Il y a deux ans, j’avais fait devant vous un constat : celui d’une course mondiale à l’intelligence artificielle, une course effrénée où le domaine de la défense occupe une place stratégique.
Nous avons bien compris que nous étions face à un nouveau virage technologique, économique, éthique aussi. Et pas question d’aller droit dans le mur.
Le Président de la République a souhaité que la France se mette en ordre de bataille pour saisir toutes les opportunités de l’intelligence artificielle et pour rejoindre les leaders en la matière. J’en ai donc fait une priorité de notre défense nationale, en nous dotant d’une doctrine et d’une feuille de route ambitieuse.
Cette feuille de route poursuit un objectif : garantir le plus haut niveau de protection des Français demain en développant une intelligence artificielle militaire de confiance, fiable, performante et robuste, dans tous les segments de la défense.
Car nous savons que l’intelligence artificielle est stratégique. Elle est indispensable pour garantir la supériorité opérationnelle des armées de demain. Bâtir une intelligence artificielle appliquée à la défense, maitrisée et souveraine, tel est notre défi.
Je vais commencer par vous donner un exemple très concret : vous savez certainement que la France, comme beaucoup d’autres grandes nations militaires, développe des planeurs hypersoniques. Notre démonstrateur V-MAX devrait accomplir prendre son premier vol dans les prochains mois. Ces planeurs hypersoniques sont capables de franchir les défenses aériennes les plus perfectionnées : ce sont des missiles qui pourront atteindre des vitesses inédites de 6 000 à 7 000 kilomètres par heure, autrement dit, parcourir la distance entre Dunkerque et Nice en 12 minutes.
Or, quand on dispose de seulement quelques dizaines de minutes pour prendre une décision éclairée dont dépend la vie de milliers de personnes, on peut dire que même la plus grande intelligence humaine fait face à quelques difficultés. Nous savons que nous aurons un besoin impérieux de l’intelligence artificielle pour envisager tous les scénarios dans un temps record, analyser toutes les réponses possibles, et agir dans le bon tempo.

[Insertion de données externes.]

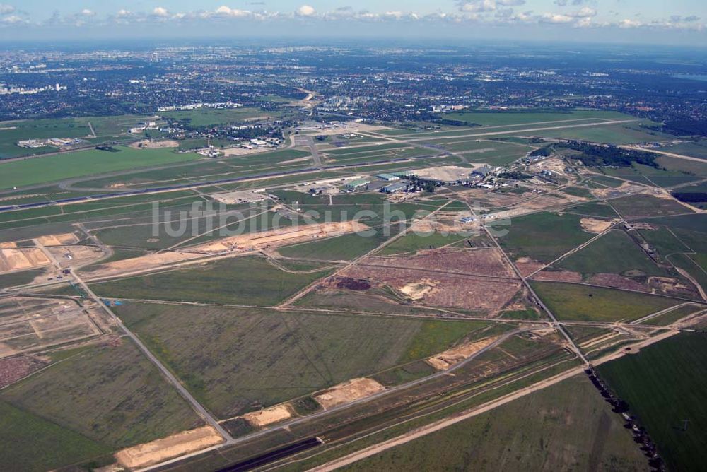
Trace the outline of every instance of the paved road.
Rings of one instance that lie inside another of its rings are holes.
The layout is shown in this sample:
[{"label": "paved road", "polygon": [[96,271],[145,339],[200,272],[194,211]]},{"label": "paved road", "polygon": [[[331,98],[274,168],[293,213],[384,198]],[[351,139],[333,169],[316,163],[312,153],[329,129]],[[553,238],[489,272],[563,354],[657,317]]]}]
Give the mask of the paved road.
[{"label": "paved road", "polygon": [[[42,251],[45,253],[45,254],[57,266],[57,268],[59,268],[59,270],[62,270],[64,269],[59,264],[57,259],[54,257],[54,255],[52,254],[52,253],[49,252],[47,249],[47,248],[45,247],[41,243],[40,243],[39,241],[35,240],[35,244],[36,244],[39,247],[39,248],[42,249]],[[98,306],[101,307],[103,309],[103,310],[108,314],[108,316],[110,317],[110,318],[115,322],[115,324],[118,326],[118,327],[120,328],[120,329],[122,330],[122,331],[124,332],[125,334],[127,334],[128,337],[130,338],[130,339],[132,339],[134,343],[135,343],[135,345],[138,347],[138,348],[141,351],[142,351],[143,354],[145,355],[145,356],[150,360],[150,362],[151,362],[153,364],[155,365],[155,366],[160,370],[160,372],[162,372],[163,375],[165,376],[167,380],[170,384],[172,384],[172,385],[175,389],[177,389],[177,390],[182,395],[182,396],[183,396],[184,399],[191,404],[192,408],[194,408],[194,411],[196,411],[197,413],[199,416],[201,416],[204,421],[206,421],[211,426],[212,426],[216,431],[218,431],[218,433],[223,437],[224,439],[226,439],[227,442],[231,440],[233,438],[231,437],[230,435],[228,434],[228,432],[225,429],[223,429],[223,427],[221,425],[218,424],[218,422],[216,421],[216,420],[213,416],[211,416],[211,413],[206,411],[206,409],[204,408],[204,406],[202,406],[201,403],[197,401],[196,399],[194,399],[192,396],[192,394],[189,393],[189,391],[187,391],[187,389],[185,389],[184,386],[181,384],[181,382],[180,382],[180,381],[177,379],[177,377],[175,377],[174,374],[171,372],[170,372],[169,369],[165,367],[165,365],[161,362],[160,362],[159,359],[155,357],[155,355],[150,351],[150,350],[147,348],[147,346],[146,346],[143,343],[143,342],[140,340],[140,338],[138,338],[134,333],[133,333],[132,331],[131,331],[129,329],[127,329],[127,327],[123,324],[123,321],[120,319],[120,318],[119,318],[117,315],[113,313],[112,310],[111,310],[110,308],[109,308],[107,306],[105,305],[105,304],[103,303],[103,302],[100,300],[100,298],[95,293],[94,293],[93,290],[92,290],[90,288],[88,287],[88,285],[86,283],[86,282],[84,282],[81,279],[81,278],[79,277],[78,275],[76,273],[76,272],[74,272],[72,270],[71,273],[76,283],[79,285],[81,285],[81,288],[83,289],[83,290],[86,293],[86,294],[89,297],[90,297],[90,298],[92,298],[93,301],[98,303]]]}]

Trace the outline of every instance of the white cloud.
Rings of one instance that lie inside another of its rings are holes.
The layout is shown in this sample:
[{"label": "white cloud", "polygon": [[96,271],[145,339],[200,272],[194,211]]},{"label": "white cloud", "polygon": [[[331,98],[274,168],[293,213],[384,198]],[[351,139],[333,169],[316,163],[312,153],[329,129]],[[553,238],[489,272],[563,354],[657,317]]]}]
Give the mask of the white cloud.
[{"label": "white cloud", "polygon": [[545,13],[540,17],[542,23],[565,24],[574,21],[574,18],[568,15],[561,15],[559,13]]},{"label": "white cloud", "polygon": [[591,18],[597,16],[597,11],[588,6],[583,6],[578,11],[573,13],[567,13],[567,16],[578,18]]},{"label": "white cloud", "polygon": [[5,25],[17,25],[18,23],[27,23],[27,20],[21,16],[11,15],[10,16],[6,16],[0,18],[0,23]]},{"label": "white cloud", "polygon": [[231,8],[228,6],[219,6],[216,11],[216,15],[221,16],[229,16],[231,18],[243,18],[245,16],[250,16],[251,13],[247,10],[239,10],[238,8]]},{"label": "white cloud", "polygon": [[496,10],[496,0],[479,0],[478,1],[469,1],[460,6],[462,11],[484,12],[493,11]]},{"label": "white cloud", "polygon": [[303,5],[295,11],[298,16],[312,16],[315,13],[314,8],[309,5]]},{"label": "white cloud", "polygon": [[160,18],[167,18],[170,16],[170,12],[167,11],[167,8],[156,6],[155,9],[152,11],[152,14]]},{"label": "white cloud", "polygon": [[460,11],[483,13],[494,11],[500,6],[520,6],[525,0],[472,0],[457,2]]},{"label": "white cloud", "polygon": [[619,28],[638,28],[643,26],[643,23],[636,20],[629,20],[626,18],[619,22]]}]

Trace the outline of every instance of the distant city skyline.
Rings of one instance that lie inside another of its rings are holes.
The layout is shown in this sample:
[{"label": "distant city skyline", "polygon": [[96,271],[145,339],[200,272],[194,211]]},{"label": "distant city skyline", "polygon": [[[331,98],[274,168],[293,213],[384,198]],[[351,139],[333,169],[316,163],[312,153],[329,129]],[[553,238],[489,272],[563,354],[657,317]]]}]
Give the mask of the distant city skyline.
[{"label": "distant city skyline", "polygon": [[0,40],[249,36],[707,45],[702,0],[49,0],[0,3]]}]

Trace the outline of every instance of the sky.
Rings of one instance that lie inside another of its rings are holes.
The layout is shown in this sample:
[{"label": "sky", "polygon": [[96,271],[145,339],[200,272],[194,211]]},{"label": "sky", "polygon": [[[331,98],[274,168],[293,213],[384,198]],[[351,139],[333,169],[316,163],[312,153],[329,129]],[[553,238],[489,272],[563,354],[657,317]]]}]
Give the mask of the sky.
[{"label": "sky", "polygon": [[0,42],[211,36],[704,47],[707,0],[0,0]]}]

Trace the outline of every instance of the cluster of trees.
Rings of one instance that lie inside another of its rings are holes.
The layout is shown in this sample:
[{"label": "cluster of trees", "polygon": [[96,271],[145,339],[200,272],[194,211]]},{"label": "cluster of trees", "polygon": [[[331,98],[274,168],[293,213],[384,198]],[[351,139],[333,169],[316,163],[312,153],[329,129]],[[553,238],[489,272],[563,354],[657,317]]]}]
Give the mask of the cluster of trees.
[{"label": "cluster of trees", "polygon": [[588,167],[628,167],[633,163],[658,168],[656,155],[652,153],[633,149],[622,149],[615,146],[589,144],[579,141],[569,141],[560,145],[576,151],[581,154],[575,158]]}]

L’intelligence artificielle est une arme redoutable en ce sens qu’elle a le pouvoir de décupler la force de frappe de toutes les autres. Elle a cette puissance de pouvoir s’immiscer dans tous les systèmes d’armes pour les mobiliser avec cent fois plus d’efficacité. Ce qui comptera prochainement, ce ne sera plus uniquement le nombre de chars d’assaut, de missiles ou de moyens de surveillance dont on dispose, mais la façon dont on coordonne leur emploi, dont on optimise leur déploiement sur une zone définie. C’est toute la force du combat collaboratif que nous développons dans le cadre du programme Scorpion ou encore du SCAF.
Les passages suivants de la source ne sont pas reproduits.